There might be 100 of those, but those using the tools can't just let
the tools find them, so if I'm on the wrong side of the Great Firewall,
the only names I know of servers to use would be pgp.mit.edu,
keys.pgpi.net (is that still alive even?) or pgp.surfnet.nl. for
example, gpg fails:

[paul@thinkpad ~]$ gpg --recv-key 0x12345678
gpg: requesting key 0x12345678 from hkp server search.keyserver.net
gpgkeys: HTTP fetch error 6: Could not resolve host: search.keyserver.net

So from a practical point of view, for newbies there are 0 key servers
and for those who were around during Crypto War I, there are two or
three key servers. Until today, I had not even heard of
sks-keyservers.net, and I'm probably a long term, better than average
informed security user.

So in my view, distribution is a very big problem the current key
servers and tools are not handling well.

Note that I checked enigmail and it does seem  use pool.sks-keyservers.net
(also, apparently it had two different keys with ID 0x12345678)
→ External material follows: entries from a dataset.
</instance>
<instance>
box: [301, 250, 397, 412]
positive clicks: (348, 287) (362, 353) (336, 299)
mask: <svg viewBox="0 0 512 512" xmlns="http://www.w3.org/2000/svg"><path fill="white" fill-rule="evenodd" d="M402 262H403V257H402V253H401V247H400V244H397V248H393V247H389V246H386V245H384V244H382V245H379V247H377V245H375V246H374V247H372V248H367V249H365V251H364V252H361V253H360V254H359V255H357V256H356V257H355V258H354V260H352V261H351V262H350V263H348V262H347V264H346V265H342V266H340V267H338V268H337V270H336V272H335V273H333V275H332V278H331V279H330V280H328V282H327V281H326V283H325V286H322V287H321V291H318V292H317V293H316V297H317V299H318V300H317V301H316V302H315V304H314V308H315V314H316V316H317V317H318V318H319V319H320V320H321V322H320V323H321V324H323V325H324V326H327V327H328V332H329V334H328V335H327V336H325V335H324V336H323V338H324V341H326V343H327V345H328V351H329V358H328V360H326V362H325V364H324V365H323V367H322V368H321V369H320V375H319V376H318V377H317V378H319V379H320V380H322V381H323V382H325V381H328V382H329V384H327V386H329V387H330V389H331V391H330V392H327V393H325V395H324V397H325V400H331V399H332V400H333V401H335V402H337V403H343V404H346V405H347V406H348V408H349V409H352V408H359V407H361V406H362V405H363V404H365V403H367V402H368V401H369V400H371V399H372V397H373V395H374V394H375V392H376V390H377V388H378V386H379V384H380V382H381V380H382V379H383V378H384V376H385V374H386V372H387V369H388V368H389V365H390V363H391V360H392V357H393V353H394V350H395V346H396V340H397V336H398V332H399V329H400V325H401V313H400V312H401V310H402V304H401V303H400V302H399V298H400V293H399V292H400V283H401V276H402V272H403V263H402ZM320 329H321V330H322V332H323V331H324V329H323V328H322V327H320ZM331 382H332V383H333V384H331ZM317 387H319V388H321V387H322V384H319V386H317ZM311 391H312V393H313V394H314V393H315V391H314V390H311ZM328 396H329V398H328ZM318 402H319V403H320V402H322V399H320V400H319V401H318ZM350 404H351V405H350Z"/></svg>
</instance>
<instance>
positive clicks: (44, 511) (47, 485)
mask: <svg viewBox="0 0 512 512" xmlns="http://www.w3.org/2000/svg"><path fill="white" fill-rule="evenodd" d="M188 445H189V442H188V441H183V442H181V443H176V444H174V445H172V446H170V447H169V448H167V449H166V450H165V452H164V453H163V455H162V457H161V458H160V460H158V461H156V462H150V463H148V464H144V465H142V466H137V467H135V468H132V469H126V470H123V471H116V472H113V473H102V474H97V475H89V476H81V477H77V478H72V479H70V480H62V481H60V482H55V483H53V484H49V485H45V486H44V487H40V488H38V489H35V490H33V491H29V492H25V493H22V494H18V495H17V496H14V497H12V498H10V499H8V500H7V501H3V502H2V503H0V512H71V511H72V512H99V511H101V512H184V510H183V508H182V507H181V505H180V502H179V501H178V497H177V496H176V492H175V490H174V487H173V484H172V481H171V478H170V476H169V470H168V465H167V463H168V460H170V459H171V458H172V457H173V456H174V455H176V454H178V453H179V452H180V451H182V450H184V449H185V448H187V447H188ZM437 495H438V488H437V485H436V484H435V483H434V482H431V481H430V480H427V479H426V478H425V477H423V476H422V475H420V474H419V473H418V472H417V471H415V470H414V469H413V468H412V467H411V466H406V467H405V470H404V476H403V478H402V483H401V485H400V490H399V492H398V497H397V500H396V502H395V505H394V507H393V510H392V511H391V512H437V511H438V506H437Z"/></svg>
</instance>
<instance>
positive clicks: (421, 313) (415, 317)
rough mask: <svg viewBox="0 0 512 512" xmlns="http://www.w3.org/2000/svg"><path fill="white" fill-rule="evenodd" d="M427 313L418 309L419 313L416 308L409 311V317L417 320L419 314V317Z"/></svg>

I know John Gilmore also had additional patches for gnupg to assist
with keyring discovery in the same LAN, aimed at keysigning parties, but
those patches were apparently reject and he has given up on this project.
Having been at too many failed key signing parties, that makes me sad.

Related pet peeves:

you cannot use --recv-key 0x12345678 --keyserver pool.sks-keyservers.net
(the order matters)

I'm not smart enough to remember if it is --keyserver or --key-server or
--keyservers or --key-servers, or --recvkeys or --recv-keys or --recvkey
or --recv-key. Some aliases would be really nice here.